Ende der Reise:Die Stars des Tourismus

Typisch Tourismusbranche! Die prahlt zwar gerne damit, wie sehr bei ihr die Zukunft mittels neuer Konzepte und teurer Investitionen im Fokus stehe, lebt aber vor allem von der Vergangenheit. Dafür muss man nicht einmal bis nach Ägypten reisen.

Von Dominik Prantl

Weil die Zeit nicht nur viele Wunden heilt, sondern - Wein- und Whiskykenner wissen das - eine wahrhaft alchemistische Wirkung entfalten kann, braucht es bei gewissen Dingen einfach nur Geduld und ein wenig Glück. Als Blaue Mauritius zum Beispiel gilt es abzuwarten, bis die vielen gleichen Schwestern in großer Zahl verlustig gehen; schon legen Sammler einen fünfstelligen EuroBetrag für den Papierschnipsel auf den Tisch. Der Wert eines unscheinbaren Fließbandautos in ehemals bayerischbischöflichem Besitz schnellt nach einer Papstkrönung wiederum gerne mal auf knapp 190 000 Euro, und als Grenzgänger der Jungsteinzeit kann es passieren, dass man 5300 Jahre nach einer unachtsamen Passüberquerung als Ötzi zur überregionalen Attraktion in einem Südtiroler Museum reift.

Der Ötzi ist übrigens auch so ein typisches Beispiel der Tourismusbranche. Die prahlt zwar gerne damit, wie sehr bei ihr die Zukunft mittels teurer Konzepte und Investitionen im Fokus stünde, lebt aber vor allem von der Vergangenheit. Dafür muss man gar nicht einmal nach Rom oder Ägypten blicken, wo die sklavische Arbeit an pyramidengroßen Steinhaufen und kolossalen Arenen erst Jahrtausende später dank der Touristenscharen Rendite abwirft. Es reicht zum Beispiel schon ein Ausflug in die Kulturlandschaft Oberes Mittelrheintal. Deren wunderbare Weinterrassen sind über die Jahrhunderte gewachsen, wurden garniert mit Schlössern, die wohl in weiser Antizipation des omnipräsenten Fußballwahns Kaiser Franz und Burg Klopp heißen oder auch einfach nur Katz und Maus.

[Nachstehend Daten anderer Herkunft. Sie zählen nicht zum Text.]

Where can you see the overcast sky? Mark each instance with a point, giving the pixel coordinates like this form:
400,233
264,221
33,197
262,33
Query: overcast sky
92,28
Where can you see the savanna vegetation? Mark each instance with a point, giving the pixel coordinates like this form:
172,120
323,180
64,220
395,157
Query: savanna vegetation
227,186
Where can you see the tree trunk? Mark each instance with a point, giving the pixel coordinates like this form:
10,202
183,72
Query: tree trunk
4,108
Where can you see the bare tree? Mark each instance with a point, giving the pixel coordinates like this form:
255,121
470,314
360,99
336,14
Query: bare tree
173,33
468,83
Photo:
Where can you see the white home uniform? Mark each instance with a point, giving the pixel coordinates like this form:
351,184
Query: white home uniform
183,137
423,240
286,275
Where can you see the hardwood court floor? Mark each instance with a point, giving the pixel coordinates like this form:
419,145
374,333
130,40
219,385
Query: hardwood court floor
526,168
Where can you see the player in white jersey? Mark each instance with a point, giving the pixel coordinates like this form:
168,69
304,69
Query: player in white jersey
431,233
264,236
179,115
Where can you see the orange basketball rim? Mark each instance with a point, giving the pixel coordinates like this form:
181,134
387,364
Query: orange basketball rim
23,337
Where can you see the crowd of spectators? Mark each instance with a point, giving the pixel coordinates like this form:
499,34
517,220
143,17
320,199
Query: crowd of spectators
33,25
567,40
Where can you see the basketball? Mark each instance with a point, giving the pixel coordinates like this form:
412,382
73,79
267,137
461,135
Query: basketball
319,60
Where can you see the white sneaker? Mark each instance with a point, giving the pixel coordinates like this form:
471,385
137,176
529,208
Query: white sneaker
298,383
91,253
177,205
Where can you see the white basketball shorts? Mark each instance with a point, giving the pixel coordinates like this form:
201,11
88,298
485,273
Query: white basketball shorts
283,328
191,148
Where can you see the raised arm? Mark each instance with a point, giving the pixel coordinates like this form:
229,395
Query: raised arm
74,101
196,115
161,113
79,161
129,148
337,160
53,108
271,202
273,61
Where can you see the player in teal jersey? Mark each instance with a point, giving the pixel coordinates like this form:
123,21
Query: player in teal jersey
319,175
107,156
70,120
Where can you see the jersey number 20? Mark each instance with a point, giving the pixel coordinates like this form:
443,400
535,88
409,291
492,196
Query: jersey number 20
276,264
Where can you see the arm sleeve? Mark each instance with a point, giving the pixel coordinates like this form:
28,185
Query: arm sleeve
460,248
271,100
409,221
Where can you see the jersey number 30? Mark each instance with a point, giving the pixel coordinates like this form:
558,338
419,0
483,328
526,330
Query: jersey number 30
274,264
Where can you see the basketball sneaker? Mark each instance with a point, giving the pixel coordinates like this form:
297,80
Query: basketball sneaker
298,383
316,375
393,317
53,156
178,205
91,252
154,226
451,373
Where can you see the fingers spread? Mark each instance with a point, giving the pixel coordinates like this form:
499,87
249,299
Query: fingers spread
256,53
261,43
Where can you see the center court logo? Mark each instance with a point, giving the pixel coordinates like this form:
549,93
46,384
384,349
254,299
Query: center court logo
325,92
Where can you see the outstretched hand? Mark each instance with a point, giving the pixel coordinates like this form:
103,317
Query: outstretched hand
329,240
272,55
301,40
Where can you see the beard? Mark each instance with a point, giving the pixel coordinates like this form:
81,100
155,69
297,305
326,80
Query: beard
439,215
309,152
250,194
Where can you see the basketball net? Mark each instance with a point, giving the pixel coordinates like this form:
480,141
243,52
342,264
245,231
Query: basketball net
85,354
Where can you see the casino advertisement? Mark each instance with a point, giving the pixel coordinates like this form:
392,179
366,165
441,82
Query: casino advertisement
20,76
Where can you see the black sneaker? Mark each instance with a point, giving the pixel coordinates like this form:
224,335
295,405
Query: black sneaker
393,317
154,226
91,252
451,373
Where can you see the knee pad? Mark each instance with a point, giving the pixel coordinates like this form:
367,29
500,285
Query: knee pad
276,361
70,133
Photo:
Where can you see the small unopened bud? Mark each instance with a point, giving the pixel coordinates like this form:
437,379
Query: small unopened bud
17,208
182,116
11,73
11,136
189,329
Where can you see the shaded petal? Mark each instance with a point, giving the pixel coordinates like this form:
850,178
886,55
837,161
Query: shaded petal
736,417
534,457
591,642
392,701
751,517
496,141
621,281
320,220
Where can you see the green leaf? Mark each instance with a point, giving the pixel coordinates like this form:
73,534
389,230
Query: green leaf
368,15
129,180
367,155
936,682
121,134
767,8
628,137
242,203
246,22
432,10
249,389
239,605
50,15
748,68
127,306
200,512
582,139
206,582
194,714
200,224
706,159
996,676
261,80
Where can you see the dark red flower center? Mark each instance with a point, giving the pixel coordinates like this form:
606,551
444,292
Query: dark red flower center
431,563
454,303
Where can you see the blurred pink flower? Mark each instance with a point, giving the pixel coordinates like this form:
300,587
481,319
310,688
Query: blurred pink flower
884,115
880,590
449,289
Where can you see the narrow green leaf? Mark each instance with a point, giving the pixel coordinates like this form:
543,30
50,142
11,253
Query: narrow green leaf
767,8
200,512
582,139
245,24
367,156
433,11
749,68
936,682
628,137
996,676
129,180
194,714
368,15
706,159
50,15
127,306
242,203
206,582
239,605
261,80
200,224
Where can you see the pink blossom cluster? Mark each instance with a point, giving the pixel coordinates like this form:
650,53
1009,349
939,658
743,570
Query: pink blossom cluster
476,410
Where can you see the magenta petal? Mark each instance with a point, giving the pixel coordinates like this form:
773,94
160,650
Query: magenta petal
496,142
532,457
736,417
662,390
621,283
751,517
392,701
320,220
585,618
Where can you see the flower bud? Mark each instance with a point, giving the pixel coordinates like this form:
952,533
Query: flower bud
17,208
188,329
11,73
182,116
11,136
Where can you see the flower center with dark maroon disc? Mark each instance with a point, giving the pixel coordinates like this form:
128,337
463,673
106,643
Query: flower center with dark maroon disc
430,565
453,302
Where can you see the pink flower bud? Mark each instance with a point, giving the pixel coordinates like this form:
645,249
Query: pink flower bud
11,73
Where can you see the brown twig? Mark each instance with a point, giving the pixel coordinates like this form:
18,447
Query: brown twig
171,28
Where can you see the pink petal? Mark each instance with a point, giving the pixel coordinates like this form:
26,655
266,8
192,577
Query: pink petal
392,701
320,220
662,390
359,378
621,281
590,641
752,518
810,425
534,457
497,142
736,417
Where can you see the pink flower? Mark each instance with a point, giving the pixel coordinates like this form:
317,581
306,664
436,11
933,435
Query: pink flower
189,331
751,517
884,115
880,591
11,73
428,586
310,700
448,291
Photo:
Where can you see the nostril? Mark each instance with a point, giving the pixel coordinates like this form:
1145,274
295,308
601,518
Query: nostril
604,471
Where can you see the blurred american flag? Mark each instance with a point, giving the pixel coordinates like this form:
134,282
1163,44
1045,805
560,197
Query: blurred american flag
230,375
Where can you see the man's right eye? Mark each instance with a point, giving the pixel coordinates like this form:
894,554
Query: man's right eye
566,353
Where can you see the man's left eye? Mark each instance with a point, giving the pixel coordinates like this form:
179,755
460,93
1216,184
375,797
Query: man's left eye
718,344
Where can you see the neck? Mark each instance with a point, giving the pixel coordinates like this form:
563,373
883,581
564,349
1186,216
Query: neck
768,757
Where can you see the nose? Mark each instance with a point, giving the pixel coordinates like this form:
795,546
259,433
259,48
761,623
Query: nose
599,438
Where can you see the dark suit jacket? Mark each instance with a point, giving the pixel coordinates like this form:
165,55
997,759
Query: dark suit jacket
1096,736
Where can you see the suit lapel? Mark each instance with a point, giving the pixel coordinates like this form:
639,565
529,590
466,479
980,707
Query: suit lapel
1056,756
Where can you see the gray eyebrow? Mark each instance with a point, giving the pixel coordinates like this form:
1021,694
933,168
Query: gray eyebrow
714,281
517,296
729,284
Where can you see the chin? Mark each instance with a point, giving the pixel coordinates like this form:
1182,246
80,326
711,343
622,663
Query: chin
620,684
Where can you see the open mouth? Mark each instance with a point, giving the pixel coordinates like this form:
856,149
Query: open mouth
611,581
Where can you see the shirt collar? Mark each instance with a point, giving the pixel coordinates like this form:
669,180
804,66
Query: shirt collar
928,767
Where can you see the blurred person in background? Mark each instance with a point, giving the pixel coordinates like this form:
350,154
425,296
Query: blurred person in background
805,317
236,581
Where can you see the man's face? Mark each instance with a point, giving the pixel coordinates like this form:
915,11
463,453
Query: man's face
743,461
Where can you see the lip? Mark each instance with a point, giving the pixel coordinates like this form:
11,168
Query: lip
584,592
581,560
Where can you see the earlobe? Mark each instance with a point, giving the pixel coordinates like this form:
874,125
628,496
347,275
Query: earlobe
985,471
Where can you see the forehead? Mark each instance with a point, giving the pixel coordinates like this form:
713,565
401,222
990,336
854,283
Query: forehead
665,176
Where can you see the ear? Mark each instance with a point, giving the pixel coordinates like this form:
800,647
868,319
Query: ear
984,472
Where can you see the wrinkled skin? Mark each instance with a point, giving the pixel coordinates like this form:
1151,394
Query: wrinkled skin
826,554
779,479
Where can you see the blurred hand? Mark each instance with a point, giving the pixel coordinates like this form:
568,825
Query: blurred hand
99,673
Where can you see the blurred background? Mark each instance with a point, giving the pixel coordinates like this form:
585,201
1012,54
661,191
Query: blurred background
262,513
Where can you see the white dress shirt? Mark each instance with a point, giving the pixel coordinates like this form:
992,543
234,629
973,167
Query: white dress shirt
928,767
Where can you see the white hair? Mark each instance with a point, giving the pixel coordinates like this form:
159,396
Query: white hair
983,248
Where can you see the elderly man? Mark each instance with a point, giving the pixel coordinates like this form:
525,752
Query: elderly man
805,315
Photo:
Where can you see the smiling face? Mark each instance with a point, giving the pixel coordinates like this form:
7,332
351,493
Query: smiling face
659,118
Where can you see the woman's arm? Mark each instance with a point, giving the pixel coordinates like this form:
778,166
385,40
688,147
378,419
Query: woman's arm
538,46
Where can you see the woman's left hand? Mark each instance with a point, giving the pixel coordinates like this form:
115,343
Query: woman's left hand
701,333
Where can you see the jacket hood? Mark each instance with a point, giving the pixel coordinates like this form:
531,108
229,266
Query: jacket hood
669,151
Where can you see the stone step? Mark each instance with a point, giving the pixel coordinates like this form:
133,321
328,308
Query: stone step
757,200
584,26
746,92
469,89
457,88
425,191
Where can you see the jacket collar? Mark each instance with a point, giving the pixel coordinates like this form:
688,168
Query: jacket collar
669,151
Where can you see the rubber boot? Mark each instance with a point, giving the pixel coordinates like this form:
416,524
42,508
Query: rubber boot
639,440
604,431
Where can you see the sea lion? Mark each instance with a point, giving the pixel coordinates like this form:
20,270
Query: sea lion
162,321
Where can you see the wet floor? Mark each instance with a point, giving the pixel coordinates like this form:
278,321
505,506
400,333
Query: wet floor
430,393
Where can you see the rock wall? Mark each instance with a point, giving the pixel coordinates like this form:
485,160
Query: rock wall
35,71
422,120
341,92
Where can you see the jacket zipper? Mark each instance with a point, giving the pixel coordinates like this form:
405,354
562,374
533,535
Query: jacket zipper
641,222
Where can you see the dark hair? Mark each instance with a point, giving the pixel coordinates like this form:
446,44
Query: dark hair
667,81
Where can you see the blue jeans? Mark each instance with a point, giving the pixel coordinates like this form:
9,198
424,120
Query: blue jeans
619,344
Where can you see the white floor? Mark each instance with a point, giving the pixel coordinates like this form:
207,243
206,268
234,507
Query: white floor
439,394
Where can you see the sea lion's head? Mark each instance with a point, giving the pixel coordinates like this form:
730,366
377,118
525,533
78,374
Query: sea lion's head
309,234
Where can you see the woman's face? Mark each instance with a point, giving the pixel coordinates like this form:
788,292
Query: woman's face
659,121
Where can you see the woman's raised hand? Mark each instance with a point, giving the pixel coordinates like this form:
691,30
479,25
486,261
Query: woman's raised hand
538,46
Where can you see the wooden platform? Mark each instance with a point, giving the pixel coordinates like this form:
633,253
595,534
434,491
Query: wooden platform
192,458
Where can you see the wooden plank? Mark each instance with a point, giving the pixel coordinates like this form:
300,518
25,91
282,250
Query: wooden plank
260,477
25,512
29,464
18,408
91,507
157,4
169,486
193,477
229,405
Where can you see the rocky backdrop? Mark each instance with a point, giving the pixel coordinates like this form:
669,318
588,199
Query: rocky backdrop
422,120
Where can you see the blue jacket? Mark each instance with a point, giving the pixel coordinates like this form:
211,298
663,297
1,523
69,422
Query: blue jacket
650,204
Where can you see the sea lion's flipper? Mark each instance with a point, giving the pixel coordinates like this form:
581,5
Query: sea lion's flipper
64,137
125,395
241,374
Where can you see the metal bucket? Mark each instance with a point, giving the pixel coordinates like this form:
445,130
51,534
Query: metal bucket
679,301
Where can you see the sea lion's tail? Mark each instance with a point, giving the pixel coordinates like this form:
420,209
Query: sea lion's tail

Die Burg Katz hat vor fast 30 Jahren sogar der japanische Unternehmer Satoshi Kosugi gekauft; sie war groß in den Medien, weil der neue Besitzer ein Luxushotel daraus machen wollte, wahrscheinlich die übliche Melange aus Mittelalter und Technik. Samurai-Schwert und Sony gewissermaßen. Der Spiegel grub damals sogar einen Handwerksmeister aus, der heute wahrscheinlich AfD wählen würde, und zitierte ihn mit den Worten: "Wartet ab, der baut da oben noch Pagoden hin."

Nichts ist draus geworden. Kein Hotel, keine Pagoden, weshalb sich unter anderem die Frage stellt, was eigentlich vom Tourismus der Gegenwart bleibt, wenn die Zeit ihre Wirkung entfaltet. Werden sich die Kreuzfahrtschiffe in Nostalgiegondeln verwandeln, der Berliner Flughafen in den Circus Maximus der großen Versagens-Ära und die gläsernen Hotelbauten in die pyramidenhaften Stars einer Epoche der ungehemmten Reiselust? Oder sind sie doch nur Sternschnuppen am Firmament einer Branche, die es sich derzeit viel zu gut zwischen Tradition und Moderne eingerichtet hat?